My favorite lie is " I don't have cash, I'll catch you on the app!" That's a definite no tip! PAX biggest lie.


----------



## Roadmasta (Aug 4, 2017)

Disgusted38 said:


> My favorite lie is " I don't have cash, I'll catch you on the app!" That's a definite no tip! PAX biggest lie.


90% of the time, nothing.


----------



## Disgusted38 (Dec 18, 2018)

Roadmasta said:


> 90% of the time, nothing.


I know... luckily I get good tips in general, but as soon as I hear that, I know I'm not. And those are usually the ppl you stop at 7-11 for or they didn't add their friend that's just around the corner etc... ?


----------



## MHR (Jul 23, 2017)

0 Great Amenities - I think if I ever receive one of those I’ll have to hand in my moderator sash.
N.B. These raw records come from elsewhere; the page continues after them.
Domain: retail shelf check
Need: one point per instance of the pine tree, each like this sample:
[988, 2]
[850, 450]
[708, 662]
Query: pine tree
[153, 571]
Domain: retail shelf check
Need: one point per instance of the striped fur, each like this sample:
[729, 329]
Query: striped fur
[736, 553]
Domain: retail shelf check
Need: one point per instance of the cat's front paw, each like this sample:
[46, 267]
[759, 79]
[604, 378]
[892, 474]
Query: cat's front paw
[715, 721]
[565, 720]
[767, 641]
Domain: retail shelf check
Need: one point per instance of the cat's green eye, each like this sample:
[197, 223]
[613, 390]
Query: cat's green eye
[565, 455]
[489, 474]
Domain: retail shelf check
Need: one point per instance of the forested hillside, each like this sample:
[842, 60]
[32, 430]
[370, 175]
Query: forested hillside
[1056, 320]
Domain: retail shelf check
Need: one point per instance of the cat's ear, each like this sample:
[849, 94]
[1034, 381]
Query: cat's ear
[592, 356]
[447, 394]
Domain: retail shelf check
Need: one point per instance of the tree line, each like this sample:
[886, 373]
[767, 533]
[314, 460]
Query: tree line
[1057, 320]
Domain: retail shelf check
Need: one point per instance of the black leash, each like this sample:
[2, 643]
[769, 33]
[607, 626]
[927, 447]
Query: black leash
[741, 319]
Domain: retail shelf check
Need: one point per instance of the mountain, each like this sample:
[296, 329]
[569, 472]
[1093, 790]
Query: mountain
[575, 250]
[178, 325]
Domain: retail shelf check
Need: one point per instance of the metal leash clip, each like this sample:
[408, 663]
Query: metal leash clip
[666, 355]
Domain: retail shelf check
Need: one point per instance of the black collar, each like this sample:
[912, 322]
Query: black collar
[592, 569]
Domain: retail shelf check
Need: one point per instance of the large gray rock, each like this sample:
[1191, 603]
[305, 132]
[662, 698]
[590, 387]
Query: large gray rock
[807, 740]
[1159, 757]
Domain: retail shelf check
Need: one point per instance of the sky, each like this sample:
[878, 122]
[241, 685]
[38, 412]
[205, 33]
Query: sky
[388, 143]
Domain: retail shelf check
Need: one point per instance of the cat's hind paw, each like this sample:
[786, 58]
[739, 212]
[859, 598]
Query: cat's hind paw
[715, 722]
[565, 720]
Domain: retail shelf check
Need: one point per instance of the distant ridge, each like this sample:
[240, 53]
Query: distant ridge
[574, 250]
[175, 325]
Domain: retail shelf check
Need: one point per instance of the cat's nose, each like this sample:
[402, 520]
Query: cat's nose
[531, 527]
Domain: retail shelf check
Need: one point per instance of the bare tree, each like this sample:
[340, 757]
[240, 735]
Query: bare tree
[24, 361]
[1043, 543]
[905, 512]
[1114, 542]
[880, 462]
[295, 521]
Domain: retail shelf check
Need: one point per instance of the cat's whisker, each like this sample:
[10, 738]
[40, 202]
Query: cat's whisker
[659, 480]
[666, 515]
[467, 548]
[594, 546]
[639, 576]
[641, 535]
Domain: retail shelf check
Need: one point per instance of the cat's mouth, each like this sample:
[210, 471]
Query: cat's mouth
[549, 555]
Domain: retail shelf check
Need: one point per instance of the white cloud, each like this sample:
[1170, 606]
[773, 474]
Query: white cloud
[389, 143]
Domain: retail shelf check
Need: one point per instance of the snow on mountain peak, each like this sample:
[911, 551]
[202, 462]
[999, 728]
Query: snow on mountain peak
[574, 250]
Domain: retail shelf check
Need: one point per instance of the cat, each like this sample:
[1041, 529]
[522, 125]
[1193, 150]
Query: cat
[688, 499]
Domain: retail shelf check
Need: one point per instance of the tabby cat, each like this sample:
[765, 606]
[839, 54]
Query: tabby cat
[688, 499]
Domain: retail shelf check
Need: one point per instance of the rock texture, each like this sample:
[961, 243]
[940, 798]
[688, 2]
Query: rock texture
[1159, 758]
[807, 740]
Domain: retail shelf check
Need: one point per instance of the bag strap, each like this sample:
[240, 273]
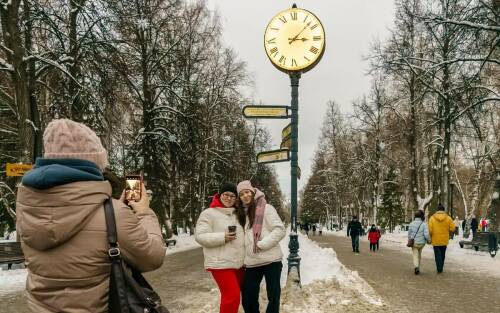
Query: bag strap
[416, 233]
[109, 214]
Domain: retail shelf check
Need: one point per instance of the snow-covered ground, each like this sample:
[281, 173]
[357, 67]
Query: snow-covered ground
[468, 259]
[13, 280]
[328, 286]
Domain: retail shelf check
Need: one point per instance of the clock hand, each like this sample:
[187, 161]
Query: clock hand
[295, 38]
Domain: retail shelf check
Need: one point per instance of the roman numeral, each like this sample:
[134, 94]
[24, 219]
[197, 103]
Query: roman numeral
[274, 51]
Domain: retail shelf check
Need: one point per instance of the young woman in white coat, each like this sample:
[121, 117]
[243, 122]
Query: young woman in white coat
[263, 233]
[219, 230]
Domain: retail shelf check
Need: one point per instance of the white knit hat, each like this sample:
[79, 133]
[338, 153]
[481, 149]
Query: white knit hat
[65, 139]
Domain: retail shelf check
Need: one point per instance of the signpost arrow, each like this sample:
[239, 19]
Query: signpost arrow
[287, 131]
[266, 111]
[274, 156]
[286, 143]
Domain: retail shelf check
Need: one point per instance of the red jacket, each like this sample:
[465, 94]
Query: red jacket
[373, 236]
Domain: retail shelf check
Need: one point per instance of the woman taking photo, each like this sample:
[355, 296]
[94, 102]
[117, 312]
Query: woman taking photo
[419, 232]
[219, 230]
[263, 232]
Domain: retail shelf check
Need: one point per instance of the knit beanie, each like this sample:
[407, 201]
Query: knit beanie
[66, 139]
[245, 185]
[227, 187]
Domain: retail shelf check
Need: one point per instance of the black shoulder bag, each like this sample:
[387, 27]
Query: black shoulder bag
[129, 292]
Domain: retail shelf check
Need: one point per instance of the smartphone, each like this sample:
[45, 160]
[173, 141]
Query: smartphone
[133, 187]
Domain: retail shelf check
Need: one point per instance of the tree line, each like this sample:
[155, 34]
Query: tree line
[428, 131]
[152, 77]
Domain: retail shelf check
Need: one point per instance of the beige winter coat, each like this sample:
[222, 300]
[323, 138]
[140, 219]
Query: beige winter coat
[273, 230]
[210, 234]
[63, 236]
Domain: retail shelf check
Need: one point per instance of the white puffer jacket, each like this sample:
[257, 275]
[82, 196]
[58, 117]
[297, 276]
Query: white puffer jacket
[211, 228]
[273, 230]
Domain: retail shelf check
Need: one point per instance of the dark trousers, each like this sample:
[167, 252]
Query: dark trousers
[251, 287]
[439, 256]
[355, 243]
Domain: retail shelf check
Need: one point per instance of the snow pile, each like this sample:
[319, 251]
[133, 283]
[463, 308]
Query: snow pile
[184, 242]
[320, 266]
[12, 280]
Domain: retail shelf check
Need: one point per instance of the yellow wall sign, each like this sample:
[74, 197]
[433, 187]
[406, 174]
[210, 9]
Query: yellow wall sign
[281, 155]
[286, 143]
[265, 111]
[17, 169]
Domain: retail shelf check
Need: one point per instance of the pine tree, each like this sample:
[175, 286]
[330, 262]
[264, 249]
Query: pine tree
[391, 212]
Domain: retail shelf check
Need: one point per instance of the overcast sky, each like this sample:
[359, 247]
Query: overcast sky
[350, 27]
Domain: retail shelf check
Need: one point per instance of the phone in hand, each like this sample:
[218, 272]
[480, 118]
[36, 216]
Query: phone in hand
[133, 187]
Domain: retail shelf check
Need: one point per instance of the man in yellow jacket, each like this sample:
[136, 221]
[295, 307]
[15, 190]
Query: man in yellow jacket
[440, 227]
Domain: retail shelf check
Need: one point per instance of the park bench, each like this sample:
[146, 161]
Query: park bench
[10, 253]
[170, 242]
[485, 241]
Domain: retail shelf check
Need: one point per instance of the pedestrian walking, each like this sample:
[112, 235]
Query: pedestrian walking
[474, 226]
[440, 226]
[379, 236]
[457, 226]
[62, 225]
[263, 233]
[373, 237]
[306, 229]
[484, 224]
[354, 230]
[418, 233]
[219, 230]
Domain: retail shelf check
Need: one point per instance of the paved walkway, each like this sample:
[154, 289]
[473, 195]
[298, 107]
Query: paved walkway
[390, 272]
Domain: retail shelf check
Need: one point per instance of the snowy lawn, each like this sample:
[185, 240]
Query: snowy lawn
[468, 259]
[14, 280]
[327, 284]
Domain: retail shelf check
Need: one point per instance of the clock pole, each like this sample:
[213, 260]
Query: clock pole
[293, 246]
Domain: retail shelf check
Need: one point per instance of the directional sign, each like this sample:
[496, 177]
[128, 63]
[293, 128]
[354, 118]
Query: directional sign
[266, 111]
[286, 131]
[286, 143]
[17, 169]
[273, 156]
Lots of Above and Beyond. Apparently dropping people off at the actual destination address is superlative customer service in my territory.


----------



## Don Fanucci (May 26, 2019)

Go to The Ritz Carlton if you want great amenities I’m not a hotel on wheels


----------



## nouberipo (Jul 24, 2018)

Mista T said:


> Come on, man, badges are for fun! I don't give out squat, and I have one of those. Just ask for a specific badge when you know they aren't going to tip anyway. I have Cool Car and Amenities and Great Music badges, by asking.


Ask for specific badge? Um, badges don't pay bills and these millennial derived emoticons and badges remind me of when I was in pre-school and used to get star or smiley face stickers. When I don't drive I am not driving for fun but rather to pay bills. Again, these childish badges don't pay the bills and fun does not pay the bills either.


----------



## Homie G (Oct 19, 2017)

Fozzie said:


> No freebies, no ass kissing, no fancy vehicle.
> 
> Basic service for basic rates.
> 
> View attachment 328771


Foz, you gotta step up your act.

Zero on all 3

U da man


----------



## FLKeys (Dec 27, 2018)

When you learn how to sell your badges on eBay you will see the true value. A complete set fetches top $$$.


----------



## Flier5425 (Jun 2, 2016)

MHR said:


> 0 Great Amenities - I think if I ever receive one of those I'll have to hand in my moderator sash.
> 
> Lots of Above and Beyond. Apparently dropping people off at the actual destination address is superlative customer service in my territory.


You could always pay someone for that "Great Amenities" badge. It would be a great amenity for them, right?


----------



## MHR (Jul 23, 2017)

Flier5425 said:


> You could always pay someone for that "Great Amenities" badge. It would be a great amenity for them, right?


A bit broke right now.

I'm bidding on a 2* rating on eBay, they're rare so the bidding war is on.


----------



## MadTownUberD (Mar 11, 2017)

One great amenities
Zero entertaining driver
Tons of excellent service and great convo
A smattering of the others


----------



## No Prisoners (Mar 21, 2019)

Any badges for declining X rides without surge


----------



## lowcountry dan (Jun 15, 2017)

It's very rare that I get a rating or comment of any kind. That is a thing of the past. The newness wore off and now Pax can't be bothered except to give you a bad rating if they are pissed off. I get tips but no 5 star rating all the time. Ratings and comments are so yesterday.


----------



## ubercrashdummy (Mar 5, 2015)

Want a little arsenic with your next Uber?

https://amp.usatoday.com/amp/1513176001


----------



## itendstonight (Feb 10, 2019)

Proud of my ZERO amenities badge ??


----------



## Dustinmc406 (Apr 1, 2019)

Nooooooo!!!!!! I just checked and I got one recently.??? I Blame CarGo for this miscarriage of justice.


----------



## WAHN (May 6, 2019)

Dustinmc406 said:


> Nooooooo!!!!!! I just checked and I got one recently.??? I Blame CarGo for this miscarriage of justice.


Wait, when did Ubering become an Olympic event???


----------



## Dustinmc406 (Apr 1, 2019)

WAHN said:


> Wait, when did Ubering become an Olympic event???
> 
> View attachment 330651


Hahaha didn't even see that comment there. I'm pushing for the 2024 summer games for it to be an official sport lol.


----------